Tomara que não seja eu - comentou Coraci, enquanto sacolejava na segunda-feira passada dentro do micro-ônibus colocado pela empresa Palmares para fazer o horário do meio-dia.
Sacolejo indesejado
Na segunda-feira passada, a reportagem do Diário Gaúcho percorreu as duas estradas dentro do ônibus que faz a rota Capão da Porteira. Por cerca de 1h30min, a partir do meio-dia, o que se viu foi um misto de aventura e desafio para o motorista Márcio Santos da Silva, 36 anos, e os passageiros que foram se revezando ao longo da viagem.

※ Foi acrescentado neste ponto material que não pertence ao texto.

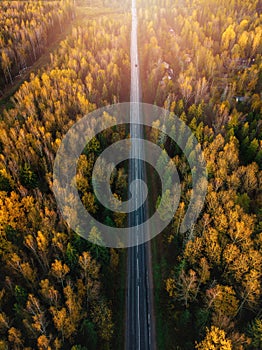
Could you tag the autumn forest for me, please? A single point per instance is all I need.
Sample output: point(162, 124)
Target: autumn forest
point(201, 61)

No horário, viajam estudantes que vão até a escola na localidade de Chico Serafim, a 20km da localidade de Lombas, idosos e trabalhadores. Sempre com todas as 25 poltronas lotadas e com algumas pessoas em pé, o veículo sacolejou a cada novo buraco ou pedra que cruzava.
Como se não bastassem a poeira da estrada e o sobe-e-desce indesejado, era preciso cruzar os maricás que estão tomando conta da rota em mais de um trecho. É preciso fechar os vidros para não ser arranhado dentro do veículo.
A quantidade de areia em outros dois pontos deixou o ônibus patinando e quase andando de lado para seguir viagem.
No pior momento, um buraco com mais de 1m de comprimento e pelo menos 40cm de profundidade fez o ônibus deitar alguns graus para um dos lados. Foi preciso se segurar com força para não cair no corredor.
Conhecedor da rota há uma década, Márcio detalha cada trecho de dificuldade. Quando chove, não há como passar com o veículo pesado pelas vias nos dias seguintes.
- Já fiquei algumas vezes atolado. Antes de sair da RS-040 e entrar nas estradas de chão, olho o céu para ver se não vem chuva.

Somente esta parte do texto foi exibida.